Mucormycosis: Indian scientists develop affordable test kits that can help early detection

Each test using the new technology will cost around Rs 800, as against the Rs 7,000 using imported kits

By Partho Burman
Published: Monday 23 August 2021

A group of scientists in West Bengal have developed an affordable diagnostic kit for mucormycosis, a fungal infection observed in patients with the novel coronavirus disease (COVID-19). 

Diagnosis of the infection with available kits costs around Rs 7,000 because they are imported and the new technology will bring down this cost to Rs 800-1,000, according to Raja Majumdar, managing director of GCC Biotech Pvt Ltd, the company that developed the kit. 

The company studies DNA, RNA protein has tied up with around 20 diagnostic centres in West Bengal as well as major private hospitals and pathology labs in Kerala, Maharashtra and Uttar Pradesh, Majumdar said. 

Affordable tests can lead to early detection of the infection and prevent deaths, he added. 

The DiAGSure Mucormycosis Detection Kit was approved by the Central Drugs Standard Control Organisation under the Directorate General of Health Services, Union Ministry of Health & Family Welfare on June 24, 2021. 

It works on the ‘TaqMan principle’ that increases the specificity of quantitative PCR tests, used to detect infectious diseases.

Fungal DNA is isolated from clinical samples like buccopharyngeal or nasal swabs, bronchoalveolar lavage, serum and tears and subjected to real time PCR using the kit, much like COVID-19 diagnosis. 

Amplification within a cycle threshold of 35 makes the sample positive.
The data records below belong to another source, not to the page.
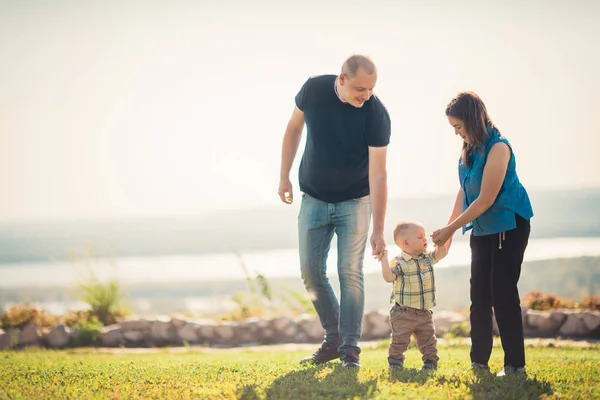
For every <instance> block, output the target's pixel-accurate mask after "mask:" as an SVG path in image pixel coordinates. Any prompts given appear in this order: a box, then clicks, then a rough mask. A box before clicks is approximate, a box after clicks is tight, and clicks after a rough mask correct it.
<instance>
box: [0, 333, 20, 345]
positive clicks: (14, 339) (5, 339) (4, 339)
mask: <svg viewBox="0 0 600 400" xmlns="http://www.w3.org/2000/svg"><path fill="white" fill-rule="evenodd" d="M19 333H20V331H19V330H18V329H9V330H8V331H3V330H2V329H0V350H8V349H12V348H14V347H16V346H17V345H18V344H19Z"/></svg>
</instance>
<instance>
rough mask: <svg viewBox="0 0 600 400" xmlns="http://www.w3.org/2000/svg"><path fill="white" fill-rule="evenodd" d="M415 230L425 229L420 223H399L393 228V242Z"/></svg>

No amplification within 35 cycles indicates that the sample is negative, Majumdar said. 

“Detection of signature genetic motifs in the DNA of the fungus helps identify it,” said Koustubh Panda, head of Department of Biotechnology and Guha Centre for Genetic Engineering & Biotechnology, University of Calcutta, who verified the kit. 
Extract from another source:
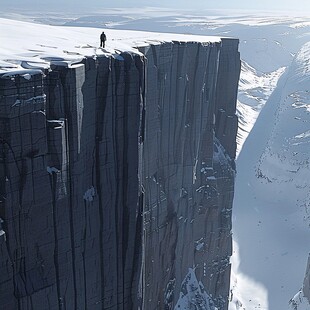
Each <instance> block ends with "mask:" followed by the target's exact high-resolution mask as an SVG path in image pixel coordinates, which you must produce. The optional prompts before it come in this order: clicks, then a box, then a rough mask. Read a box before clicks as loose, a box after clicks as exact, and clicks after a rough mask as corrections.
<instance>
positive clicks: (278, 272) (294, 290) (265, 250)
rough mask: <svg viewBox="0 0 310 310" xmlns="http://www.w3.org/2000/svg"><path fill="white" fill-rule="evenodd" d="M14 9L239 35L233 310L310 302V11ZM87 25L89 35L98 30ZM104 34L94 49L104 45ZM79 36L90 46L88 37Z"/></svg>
mask: <svg viewBox="0 0 310 310" xmlns="http://www.w3.org/2000/svg"><path fill="white" fill-rule="evenodd" d="M3 14H4V15H7V14H6V13H3ZM206 16H207V17H206ZM11 17H12V18H23V19H27V20H33V21H36V22H38V23H49V24H57V25H60V24H61V25H66V26H83V27H85V26H86V27H94V26H96V27H101V28H104V29H107V30H106V31H107V33H109V29H113V28H115V29H133V30H136V29H140V30H148V31H161V32H178V33H192V34H210V35H221V36H223V35H227V36H234V37H238V38H239V39H240V52H241V58H242V59H243V62H242V71H241V77H240V83H239V96H238V103H237V113H238V116H239V132H238V138H237V139H238V152H239V151H241V153H240V156H239V158H238V161H237V170H238V173H237V183H236V197H235V204H234V208H233V214H234V236H235V237H236V240H235V246H234V249H235V250H234V251H235V254H236V255H235V256H234V257H233V262H234V266H233V270H234V275H233V278H232V296H231V301H232V302H231V303H230V309H234V310H235V309H240V310H241V309H242V310H243V309H246V310H252V309H268V310H284V309H294V310H295V309H298V310H306V309H307V310H309V309H310V307H309V305H308V301H307V300H306V299H305V298H304V296H303V295H304V292H303V291H302V289H301V288H302V283H303V279H304V275H305V270H306V262H307V254H308V253H309V244H310V242H309V200H310V197H309V195H310V193H309V179H310V175H309V155H308V154H309V153H310V150H309V137H310V134H309V100H310V98H309V96H310V95H309V93H308V90H309V85H310V80H309V64H308V59H309V56H310V55H309V45H308V44H307V45H305V46H304V47H303V48H302V49H301V51H300V52H299V53H298V55H297V56H296V57H295V55H296V53H297V52H298V50H299V49H300V48H301V47H302V46H303V44H305V43H306V42H308V41H310V31H309V30H310V24H309V20H308V18H307V17H306V18H304V17H291V16H283V17H281V16H280V17H279V16H273V15H270V14H265V15H259V14H255V15H254V14H248V13H247V14H240V13H238V14H236V13H233V14H229V15H226V16H223V14H222V13H221V12H216V11H213V12H208V13H206V14H201V13H197V12H191V13H188V12H181V11H174V12H173V13H172V12H171V11H167V10H160V9H154V8H149V9H139V10H128V9H124V10H121V9H118V10H104V11H102V12H98V13H96V14H89V15H88V16H74V15H71V16H68V15H64V14H63V15H62V14H57V15H54V16H53V15H52V14H50V15H49V17H46V15H42V14H41V15H38V14H35V13H34V14H28V15H27V16H26V15H23V16H22V17H21V15H20V16H19V17H16V15H15V16H11ZM38 27H41V26H38ZM0 31H3V30H2V29H0ZM81 31H82V32H83V36H85V37H87V36H88V34H90V33H92V31H93V30H92V29H91V28H89V29H88V30H81ZM111 31H112V30H111ZM96 35H97V33H93V35H92V39H91V42H90V46H88V48H89V49H91V48H92V49H93V48H94V47H95V46H96V45H97V37H96ZM111 35H112V33H111ZM73 39H74V40H76V41H77V42H78V44H77V45H80V46H84V47H87V44H88V43H86V41H85V40H84V38H82V39H81V37H80V36H76V37H74V38H73ZM144 39H145V38H144ZM108 40H109V36H108ZM80 41H82V42H80ZM63 42H65V40H64V41H63ZM108 42H109V41H108ZM110 44H111V45H113V44H114V42H112V41H111V42H110ZM47 45H48V44H47ZM83 50H85V49H83ZM74 52H76V51H74ZM34 53H35V51H34ZM8 57H9V56H8ZM294 57H295V59H294ZM293 59H294V61H293V64H292V66H291V67H290V68H289V69H287V70H286V72H285V73H284V74H283V72H284V70H285V68H286V67H289V66H290V63H291V61H292V60H293ZM282 74H283V76H282V77H281V80H280V82H279V85H278V86H277V87H276V85H277V83H278V79H279V78H280V76H281V75H282ZM275 87H276V90H275V92H274V93H273V90H274V89H275ZM271 94H272V95H271ZM270 95H271V96H270ZM269 97H270V98H269ZM267 100H268V104H267V106H266V107H265V108H264V105H265V103H266V101H267ZM262 109H263V110H262ZM261 110H262V111H263V112H262V114H261V115H260V116H259V113H260V111H261ZM258 116H259V118H258V121H257V123H256V124H255V127H254V129H253V131H251V130H252V127H253V125H254V123H255V122H256V119H257V117H258ZM250 132H251V134H250V136H249V138H248V140H247V142H246V143H245V145H244V148H243V149H242V145H243V143H244V141H245V140H246V139H247V136H248V134H249V133H250ZM241 149H242V150H241ZM290 299H291V302H290Z"/></svg>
The infection is caused because the COVID-19 impairs the cell-mediated immune response from T-helper cells, causing immunosuppression, the scientist stated. 

The sample is analysed for one hour and ten minutes, he added. “The kit can detect up to 95 per cent of the mucor family.” 
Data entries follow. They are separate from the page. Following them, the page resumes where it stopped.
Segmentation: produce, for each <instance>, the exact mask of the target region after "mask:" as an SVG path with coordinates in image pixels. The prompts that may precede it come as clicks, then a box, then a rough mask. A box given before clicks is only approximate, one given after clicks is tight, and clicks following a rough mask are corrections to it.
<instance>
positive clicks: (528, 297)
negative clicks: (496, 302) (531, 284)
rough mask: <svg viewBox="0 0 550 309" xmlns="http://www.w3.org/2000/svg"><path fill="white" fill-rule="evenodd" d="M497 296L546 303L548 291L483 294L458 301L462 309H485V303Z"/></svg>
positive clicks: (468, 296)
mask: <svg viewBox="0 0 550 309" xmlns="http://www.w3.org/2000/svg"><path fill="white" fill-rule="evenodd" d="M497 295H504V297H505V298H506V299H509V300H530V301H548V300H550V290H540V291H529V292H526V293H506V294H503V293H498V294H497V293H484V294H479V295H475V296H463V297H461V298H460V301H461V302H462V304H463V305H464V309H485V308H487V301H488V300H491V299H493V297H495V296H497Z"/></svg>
The molds that cause the infection breed mostly in tropical countries. They are incorrectly called ‘Black Fungus’ because the infections sometimes cause the skin and the nasal septum to turn black. 

The fungi are commonly found in soil, plants as well as decaying fruits and vegetables. They also reside in the human respiratory tract in a dormant form. 

The organisms flare up when patients are immunocompromised and cause life-threatening infections, primarily in the lungs and eyes.

Gairik Mukherjee, who is one among the 24 scientists who developed the kit, said:

A probable case definition can be stated: A patient suffering from or recovered from COVID-19 with symptoms of fever, cough, headache, shortness of breath, sinus congestion, black lesions on the top of the nose or inside the mouth. Their MRI or CT scan report of paranasal sinuses and orbit will also point to the same. 

The company currently has the capacity to manufacture around three crore reactions of kits, according to Majumdar. They come in packs of 20, 50 and 100 tests.